Both the anatomic characteristics of the ASV and the response to appropriate treatment supports recognition of the ASV as a truncal vein rather than a simple tributary of the GSV. The ASV is enclosed in the saphenous compartment as are the GSV and SSV, and the results of successful ablation are equivalent to the other truncal veins. The most recent update to anatomic nomenclature clearly states that the accessory saphenous veins (venae saphenae accessoriae) are located superficial to this compartment. 7 The term “Anterior Accessory of the Great Saphenous Vein” is therefore anatomically incorrect, which has led to many of the misunderstandings regarding importance. The international, multidisciplinary panel of the AVLS, AVF, and UIP recommends that the term “Anterior Accessory of the Great Saphenous Vein” be abandoned and substituted with the more appropriate “Anterior Saphenous Vein”. As a rule, it is important to distinguish terminology, or specialized terms for one scientific branch, from nomenclature, which require more detailed anatomic oversight using standardized terms according to defined classification principles.
Footnotes
Author’s note
Meissner M (MM); Boyle EM; (EB) Labropoulos N (NL); Caggiati A (AC); Drgastin R (RD); Doganc S (SD); Gasparis A (AG).
Acknowledgements
The authors acknowledge Michael Thompson for helping organize the group to develop and complete the project and Mesa Schumacher for her artistic contributions.

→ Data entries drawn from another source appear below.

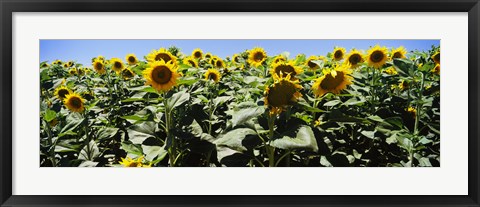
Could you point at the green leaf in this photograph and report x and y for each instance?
(243, 115)
(303, 139)
(49, 115)
(106, 133)
(89, 152)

Declaration of conflicting interests
The author(s) declared the following potential conflicts of interest with respect to the research, authorship, and/or publication of this article: RD, EB, AC, SD and MM reports no conflicts. NL is a Consultant/Speaker with Philips, Medtronic, BD Bard, Boston Scientific; AG is a Consultant/Speaker: Medtronic, BD Bard, Boston Scientific.
Funding
The open access publication fees for this article was financially supported by Boston Scientific Corporation. No other funding was provided.
Guarantor
Mark Meissner, MD.
Contributorship
MM, AG, NL and SD conceived of the project. MM, AG, NL, EB, RD, AC and SD all contributed to developing the articles and contributing to the analysis and conclusions. EB, RD and AC wrote the drafts of the articles and all parties approved and agree to be accountable for the final manuscripts.